The UK town of Cheltenham is preparing to host the third International Screenwriters' Festival (July 1-3), following two very strong opening years.
To an extent, the event's success has been due to timing; over the last two or three years, writers have been re-evaluating their positions in the industry, and not liking what they see. Last year saw wide international interest in the European Screenwriters' Manifesto, and this year the Writers Guild of America is making headlines with its strike.
A sense of collective purpose has gripped this largely solitary business, and the festival has provided a perfect focus. Founder and festival director David Pearson believes there is growing interest in the industry about what writers do and, equally important, an emerging understanding of the business among writers. Both perspectives are important because there is a big gap to be filled, says Pearson.
The event certainly champions writers and their lack of status in film: 'It still amazes me how common it is for writers not to get a mention at a film festival screening. It's bizarre.'
But Pearson also acknowledges the need for writers to have a wider sense of the business: 'What I've noticed is that, unlike directors, writers are often isolated. They just don't know what is expected.'
The festival has sought to fill that gap, not just through successful pitching events but in providing a platform for discussion.
Pearson's perspective comes from more than 20 years as a producer, director, commissioner and writer. He became interested in film at a young age, making his first sci-fi effort as a 12-year-old, scratching special effects onto the negative with a pin. Pearson found his first professional work with BBC Television as a trainee film editor, who before long was 'salvaging people's stuff that didn't work', which led him into directing.
When he left the BBC, his work brought him into the orbit of writer Jimmy McGovern (Cracker, Priest), who has been a supporter of the festival and a key influence. Pearson also devised and produced the then innovative 10x10 series, showcasing new talent, which ran for a decade.
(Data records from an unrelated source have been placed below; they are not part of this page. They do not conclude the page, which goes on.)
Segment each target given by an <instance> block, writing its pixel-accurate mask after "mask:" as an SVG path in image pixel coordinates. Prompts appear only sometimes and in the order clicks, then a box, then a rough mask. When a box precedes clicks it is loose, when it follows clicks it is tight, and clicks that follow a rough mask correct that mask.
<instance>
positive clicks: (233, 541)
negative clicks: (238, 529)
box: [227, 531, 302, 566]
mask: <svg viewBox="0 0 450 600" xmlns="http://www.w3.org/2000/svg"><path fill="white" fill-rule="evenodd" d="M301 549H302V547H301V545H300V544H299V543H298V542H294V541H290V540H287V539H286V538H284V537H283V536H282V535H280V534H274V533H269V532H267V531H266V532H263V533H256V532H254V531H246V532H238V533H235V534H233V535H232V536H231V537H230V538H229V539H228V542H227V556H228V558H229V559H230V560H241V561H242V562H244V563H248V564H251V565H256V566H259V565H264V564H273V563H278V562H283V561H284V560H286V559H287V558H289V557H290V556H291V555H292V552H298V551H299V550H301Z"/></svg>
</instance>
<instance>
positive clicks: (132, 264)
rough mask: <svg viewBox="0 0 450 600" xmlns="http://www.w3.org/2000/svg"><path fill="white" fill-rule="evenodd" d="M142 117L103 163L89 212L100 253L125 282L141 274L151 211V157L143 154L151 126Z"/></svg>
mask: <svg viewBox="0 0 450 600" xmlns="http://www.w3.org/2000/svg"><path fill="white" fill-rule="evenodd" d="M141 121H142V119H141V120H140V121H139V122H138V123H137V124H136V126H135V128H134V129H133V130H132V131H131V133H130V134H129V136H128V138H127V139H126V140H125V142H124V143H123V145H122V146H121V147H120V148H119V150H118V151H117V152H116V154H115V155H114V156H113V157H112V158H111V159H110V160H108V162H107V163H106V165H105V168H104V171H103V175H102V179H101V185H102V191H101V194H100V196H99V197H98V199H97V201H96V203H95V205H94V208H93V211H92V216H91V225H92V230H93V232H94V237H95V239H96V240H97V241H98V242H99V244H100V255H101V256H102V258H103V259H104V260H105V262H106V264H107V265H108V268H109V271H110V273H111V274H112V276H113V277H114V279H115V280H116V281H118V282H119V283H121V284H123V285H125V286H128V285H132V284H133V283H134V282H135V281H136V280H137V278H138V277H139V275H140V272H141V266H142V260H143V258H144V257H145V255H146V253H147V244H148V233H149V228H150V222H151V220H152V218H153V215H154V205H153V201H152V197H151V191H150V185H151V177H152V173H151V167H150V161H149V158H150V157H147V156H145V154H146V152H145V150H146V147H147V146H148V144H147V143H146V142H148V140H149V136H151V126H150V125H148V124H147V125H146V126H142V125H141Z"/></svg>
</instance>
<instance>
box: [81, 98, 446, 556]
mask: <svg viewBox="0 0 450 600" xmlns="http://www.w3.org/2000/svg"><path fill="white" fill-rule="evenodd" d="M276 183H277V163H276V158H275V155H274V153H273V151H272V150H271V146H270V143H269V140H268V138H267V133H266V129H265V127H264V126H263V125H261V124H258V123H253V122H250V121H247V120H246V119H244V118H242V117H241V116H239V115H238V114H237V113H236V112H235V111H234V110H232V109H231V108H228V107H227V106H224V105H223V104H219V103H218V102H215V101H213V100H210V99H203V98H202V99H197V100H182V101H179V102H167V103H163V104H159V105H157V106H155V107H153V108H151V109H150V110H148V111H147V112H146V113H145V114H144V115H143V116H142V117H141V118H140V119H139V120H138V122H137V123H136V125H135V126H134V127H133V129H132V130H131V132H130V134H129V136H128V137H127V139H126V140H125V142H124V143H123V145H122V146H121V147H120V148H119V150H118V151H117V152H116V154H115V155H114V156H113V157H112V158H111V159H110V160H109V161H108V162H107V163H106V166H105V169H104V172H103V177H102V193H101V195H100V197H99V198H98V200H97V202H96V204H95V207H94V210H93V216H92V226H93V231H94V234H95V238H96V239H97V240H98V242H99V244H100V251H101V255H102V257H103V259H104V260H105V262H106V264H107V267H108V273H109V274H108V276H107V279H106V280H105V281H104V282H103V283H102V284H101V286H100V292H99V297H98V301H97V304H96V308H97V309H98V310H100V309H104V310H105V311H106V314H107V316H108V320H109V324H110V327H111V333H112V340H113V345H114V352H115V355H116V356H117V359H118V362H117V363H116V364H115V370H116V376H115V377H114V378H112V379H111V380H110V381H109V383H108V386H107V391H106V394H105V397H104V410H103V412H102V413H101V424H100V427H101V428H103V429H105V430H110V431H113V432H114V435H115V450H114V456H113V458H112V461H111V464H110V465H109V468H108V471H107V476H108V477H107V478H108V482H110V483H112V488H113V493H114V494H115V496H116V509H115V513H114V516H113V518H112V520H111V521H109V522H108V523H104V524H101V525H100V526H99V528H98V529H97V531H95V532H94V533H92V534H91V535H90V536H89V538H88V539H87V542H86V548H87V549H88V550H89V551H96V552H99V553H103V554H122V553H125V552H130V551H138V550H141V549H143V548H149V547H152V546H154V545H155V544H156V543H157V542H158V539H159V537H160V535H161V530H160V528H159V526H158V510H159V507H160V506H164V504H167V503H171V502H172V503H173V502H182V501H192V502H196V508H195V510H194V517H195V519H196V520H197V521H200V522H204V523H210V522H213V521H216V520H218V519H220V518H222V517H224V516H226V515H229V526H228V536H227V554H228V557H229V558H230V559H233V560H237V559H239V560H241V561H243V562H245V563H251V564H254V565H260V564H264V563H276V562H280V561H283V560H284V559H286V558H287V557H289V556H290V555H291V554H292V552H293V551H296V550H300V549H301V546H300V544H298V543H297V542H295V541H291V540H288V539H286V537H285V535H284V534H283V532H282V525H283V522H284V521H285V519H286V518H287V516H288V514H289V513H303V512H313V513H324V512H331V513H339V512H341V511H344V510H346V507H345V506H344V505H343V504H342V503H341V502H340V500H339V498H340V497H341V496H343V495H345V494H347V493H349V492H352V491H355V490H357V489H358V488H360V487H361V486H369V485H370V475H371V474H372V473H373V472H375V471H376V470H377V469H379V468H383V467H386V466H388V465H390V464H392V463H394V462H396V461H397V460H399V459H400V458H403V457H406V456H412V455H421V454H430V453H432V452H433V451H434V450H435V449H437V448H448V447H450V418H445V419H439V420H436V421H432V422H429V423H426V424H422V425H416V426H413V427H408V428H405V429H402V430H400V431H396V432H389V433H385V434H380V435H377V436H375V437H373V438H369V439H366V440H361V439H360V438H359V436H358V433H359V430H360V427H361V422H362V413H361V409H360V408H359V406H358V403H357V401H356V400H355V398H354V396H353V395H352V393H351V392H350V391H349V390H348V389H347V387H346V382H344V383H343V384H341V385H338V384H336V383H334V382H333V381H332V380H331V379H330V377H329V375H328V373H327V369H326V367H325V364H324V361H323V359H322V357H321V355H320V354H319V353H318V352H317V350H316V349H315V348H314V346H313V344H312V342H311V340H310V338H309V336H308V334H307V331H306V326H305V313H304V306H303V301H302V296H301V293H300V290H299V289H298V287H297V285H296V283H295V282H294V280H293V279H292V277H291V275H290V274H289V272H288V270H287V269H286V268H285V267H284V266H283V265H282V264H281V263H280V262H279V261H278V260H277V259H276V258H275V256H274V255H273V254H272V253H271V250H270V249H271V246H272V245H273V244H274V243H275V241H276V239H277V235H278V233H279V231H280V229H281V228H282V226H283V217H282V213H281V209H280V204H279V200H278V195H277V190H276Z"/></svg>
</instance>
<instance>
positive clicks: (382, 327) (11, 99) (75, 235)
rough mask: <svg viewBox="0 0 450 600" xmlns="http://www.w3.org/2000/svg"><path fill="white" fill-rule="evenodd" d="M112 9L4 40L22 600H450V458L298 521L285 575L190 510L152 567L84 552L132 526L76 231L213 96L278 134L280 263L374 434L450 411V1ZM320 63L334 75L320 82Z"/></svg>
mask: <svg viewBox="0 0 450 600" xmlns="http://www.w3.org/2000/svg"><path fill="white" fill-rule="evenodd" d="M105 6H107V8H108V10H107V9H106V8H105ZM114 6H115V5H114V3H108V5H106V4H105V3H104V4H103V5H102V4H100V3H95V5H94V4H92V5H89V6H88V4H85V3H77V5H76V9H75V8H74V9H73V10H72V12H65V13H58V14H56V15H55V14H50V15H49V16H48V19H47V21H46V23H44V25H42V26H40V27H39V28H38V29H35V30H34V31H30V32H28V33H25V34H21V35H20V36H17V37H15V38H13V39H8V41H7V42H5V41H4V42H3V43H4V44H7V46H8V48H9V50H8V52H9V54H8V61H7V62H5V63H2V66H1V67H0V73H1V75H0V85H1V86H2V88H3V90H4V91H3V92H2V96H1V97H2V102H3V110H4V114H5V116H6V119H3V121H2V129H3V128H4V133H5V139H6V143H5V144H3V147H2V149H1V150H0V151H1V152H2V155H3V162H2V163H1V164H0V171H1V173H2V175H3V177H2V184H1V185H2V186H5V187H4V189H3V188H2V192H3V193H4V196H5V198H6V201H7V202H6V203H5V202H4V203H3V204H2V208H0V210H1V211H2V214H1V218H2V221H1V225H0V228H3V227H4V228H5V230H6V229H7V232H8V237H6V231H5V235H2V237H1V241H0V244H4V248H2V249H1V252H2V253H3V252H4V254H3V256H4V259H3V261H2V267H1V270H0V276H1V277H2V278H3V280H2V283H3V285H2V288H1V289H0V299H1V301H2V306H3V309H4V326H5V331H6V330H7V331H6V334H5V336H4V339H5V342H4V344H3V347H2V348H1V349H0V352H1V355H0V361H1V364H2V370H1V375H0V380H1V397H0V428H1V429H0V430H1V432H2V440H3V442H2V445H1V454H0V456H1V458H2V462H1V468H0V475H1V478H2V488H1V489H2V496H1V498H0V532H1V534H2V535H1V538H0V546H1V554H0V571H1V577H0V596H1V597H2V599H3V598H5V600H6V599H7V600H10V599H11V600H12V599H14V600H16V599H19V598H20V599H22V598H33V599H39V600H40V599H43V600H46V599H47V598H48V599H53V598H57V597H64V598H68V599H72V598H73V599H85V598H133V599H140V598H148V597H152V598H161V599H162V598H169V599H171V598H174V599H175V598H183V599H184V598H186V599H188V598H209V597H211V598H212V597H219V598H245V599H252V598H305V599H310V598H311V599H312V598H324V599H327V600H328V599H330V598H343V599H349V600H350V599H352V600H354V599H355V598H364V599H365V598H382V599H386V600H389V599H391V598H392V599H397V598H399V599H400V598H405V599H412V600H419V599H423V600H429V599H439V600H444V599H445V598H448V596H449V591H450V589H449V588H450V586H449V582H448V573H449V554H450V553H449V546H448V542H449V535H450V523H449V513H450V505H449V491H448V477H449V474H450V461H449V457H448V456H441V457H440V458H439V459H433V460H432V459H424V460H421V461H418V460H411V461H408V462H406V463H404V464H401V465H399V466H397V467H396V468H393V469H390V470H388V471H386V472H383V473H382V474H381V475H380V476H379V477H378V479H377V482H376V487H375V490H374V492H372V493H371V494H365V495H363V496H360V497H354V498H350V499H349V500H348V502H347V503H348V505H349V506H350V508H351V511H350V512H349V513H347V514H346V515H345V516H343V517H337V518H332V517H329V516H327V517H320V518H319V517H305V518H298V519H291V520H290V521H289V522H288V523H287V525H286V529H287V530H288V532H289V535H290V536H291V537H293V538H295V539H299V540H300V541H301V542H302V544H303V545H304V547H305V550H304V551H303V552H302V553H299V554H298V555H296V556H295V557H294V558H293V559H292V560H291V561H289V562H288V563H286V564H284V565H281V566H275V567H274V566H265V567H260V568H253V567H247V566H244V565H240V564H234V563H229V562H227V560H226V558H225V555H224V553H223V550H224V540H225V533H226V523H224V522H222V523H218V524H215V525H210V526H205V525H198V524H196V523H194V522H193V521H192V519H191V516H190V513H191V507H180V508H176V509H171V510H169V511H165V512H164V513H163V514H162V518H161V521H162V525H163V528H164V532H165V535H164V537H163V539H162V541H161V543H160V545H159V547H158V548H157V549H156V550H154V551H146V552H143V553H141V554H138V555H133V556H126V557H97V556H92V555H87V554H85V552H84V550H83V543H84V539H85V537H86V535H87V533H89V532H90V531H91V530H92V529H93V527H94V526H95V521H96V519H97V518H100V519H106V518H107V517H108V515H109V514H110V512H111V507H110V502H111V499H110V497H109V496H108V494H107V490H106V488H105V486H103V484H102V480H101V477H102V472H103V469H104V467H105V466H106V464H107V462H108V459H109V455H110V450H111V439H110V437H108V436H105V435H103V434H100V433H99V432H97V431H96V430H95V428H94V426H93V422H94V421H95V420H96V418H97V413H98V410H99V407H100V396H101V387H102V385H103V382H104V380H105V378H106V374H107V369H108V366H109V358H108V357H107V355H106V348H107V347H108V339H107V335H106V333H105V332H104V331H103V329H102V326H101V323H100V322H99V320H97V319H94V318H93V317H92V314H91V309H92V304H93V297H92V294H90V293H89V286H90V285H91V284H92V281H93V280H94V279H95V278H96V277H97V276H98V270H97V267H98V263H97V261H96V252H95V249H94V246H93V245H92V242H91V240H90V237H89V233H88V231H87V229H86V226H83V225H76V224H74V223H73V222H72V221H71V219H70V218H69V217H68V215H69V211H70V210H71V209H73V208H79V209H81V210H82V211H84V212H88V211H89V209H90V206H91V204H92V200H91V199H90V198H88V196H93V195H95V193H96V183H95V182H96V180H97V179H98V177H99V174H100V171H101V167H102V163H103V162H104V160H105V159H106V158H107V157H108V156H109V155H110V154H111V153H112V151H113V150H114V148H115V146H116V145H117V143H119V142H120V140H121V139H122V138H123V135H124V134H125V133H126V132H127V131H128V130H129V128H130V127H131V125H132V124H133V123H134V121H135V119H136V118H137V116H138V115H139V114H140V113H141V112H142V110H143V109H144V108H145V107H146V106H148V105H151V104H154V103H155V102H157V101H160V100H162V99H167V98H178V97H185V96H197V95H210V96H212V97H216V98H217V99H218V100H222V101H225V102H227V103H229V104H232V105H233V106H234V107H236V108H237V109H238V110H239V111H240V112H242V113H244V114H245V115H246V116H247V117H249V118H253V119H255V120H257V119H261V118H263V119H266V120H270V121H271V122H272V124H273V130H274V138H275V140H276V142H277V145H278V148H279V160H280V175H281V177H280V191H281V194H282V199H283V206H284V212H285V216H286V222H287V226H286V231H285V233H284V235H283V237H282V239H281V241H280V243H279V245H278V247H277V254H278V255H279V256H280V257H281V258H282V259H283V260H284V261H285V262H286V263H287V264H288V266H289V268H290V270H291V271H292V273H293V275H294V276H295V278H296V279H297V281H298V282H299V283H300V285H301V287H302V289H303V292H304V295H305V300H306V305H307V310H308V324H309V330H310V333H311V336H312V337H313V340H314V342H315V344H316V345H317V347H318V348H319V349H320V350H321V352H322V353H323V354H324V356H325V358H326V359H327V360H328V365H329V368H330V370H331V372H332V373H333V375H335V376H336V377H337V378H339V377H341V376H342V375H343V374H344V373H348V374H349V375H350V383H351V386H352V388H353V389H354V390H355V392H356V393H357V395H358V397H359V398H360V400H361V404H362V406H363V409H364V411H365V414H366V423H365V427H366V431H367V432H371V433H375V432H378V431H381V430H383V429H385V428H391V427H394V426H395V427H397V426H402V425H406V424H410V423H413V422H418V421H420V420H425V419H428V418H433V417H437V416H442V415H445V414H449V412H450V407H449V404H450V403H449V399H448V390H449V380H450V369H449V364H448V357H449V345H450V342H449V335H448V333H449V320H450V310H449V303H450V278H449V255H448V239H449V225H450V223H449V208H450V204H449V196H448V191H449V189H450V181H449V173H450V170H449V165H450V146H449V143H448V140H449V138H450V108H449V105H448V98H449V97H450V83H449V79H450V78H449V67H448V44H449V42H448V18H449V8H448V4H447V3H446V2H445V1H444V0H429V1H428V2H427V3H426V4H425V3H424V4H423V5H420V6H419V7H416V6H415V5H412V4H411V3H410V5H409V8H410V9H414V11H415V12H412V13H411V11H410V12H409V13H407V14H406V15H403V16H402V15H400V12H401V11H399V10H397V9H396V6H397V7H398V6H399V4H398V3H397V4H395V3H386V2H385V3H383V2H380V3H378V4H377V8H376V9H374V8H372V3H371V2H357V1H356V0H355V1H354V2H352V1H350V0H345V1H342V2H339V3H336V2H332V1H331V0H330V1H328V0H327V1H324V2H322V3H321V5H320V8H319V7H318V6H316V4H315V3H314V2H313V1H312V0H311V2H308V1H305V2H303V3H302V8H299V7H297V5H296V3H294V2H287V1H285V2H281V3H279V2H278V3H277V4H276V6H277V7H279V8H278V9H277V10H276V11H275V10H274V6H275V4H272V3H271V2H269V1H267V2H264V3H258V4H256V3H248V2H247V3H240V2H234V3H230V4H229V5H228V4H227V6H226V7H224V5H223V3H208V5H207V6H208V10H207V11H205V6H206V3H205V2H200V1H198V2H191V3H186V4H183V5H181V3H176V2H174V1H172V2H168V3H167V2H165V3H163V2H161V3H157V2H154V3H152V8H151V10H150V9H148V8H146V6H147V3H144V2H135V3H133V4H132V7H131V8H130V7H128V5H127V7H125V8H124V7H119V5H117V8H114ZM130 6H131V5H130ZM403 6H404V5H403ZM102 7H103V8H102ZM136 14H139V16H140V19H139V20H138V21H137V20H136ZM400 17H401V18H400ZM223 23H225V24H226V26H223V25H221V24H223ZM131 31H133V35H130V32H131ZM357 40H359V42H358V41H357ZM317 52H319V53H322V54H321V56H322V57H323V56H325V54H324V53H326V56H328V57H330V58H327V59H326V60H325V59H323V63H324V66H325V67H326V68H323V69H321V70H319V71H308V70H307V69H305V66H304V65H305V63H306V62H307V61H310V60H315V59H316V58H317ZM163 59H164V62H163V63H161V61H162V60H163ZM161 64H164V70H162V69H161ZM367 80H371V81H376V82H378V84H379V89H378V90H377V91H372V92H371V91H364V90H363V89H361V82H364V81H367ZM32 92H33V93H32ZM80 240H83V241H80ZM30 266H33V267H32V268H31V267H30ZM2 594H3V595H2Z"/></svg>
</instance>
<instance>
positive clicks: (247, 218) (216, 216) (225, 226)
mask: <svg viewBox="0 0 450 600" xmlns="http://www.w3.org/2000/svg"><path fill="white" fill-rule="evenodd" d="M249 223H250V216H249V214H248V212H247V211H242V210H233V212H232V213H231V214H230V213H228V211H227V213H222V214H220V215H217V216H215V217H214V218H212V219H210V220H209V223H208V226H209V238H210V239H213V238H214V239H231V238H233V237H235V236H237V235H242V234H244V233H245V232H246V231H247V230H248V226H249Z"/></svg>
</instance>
His film company, Stroud-based Arturi Films, gave him further insight and an international perspective. He came to realise that even established writers such as McGovern, Bill Nicholson (Shadowlands, Gladiator) and Julian Fellowes (Gosford Park) shared the same frustrations. All have helped to organise and speak at the International Screenwriters' Festival, in which Arturi's Elizabeth Morgan Hemlock and Kenny McDonald also play a key role.
The festival is also supported by a board including chairman Simon Relph, Ken Loader, Phil Parker and Julian Friedmann plus a number of writers including Nicholson, Olivia Hetreed, Tony Grisoni and Brian Ward. Some of the biggest names in the business have spoken, and Guillermo del Toro and Peter Morgan have already signed up for 2008.
Pearson is looking for sponsors to add to the backers of this year's event, which is again supported by Screen International. The battle for recognition may have been won but, as every festival director knows, keeping it running remains a war.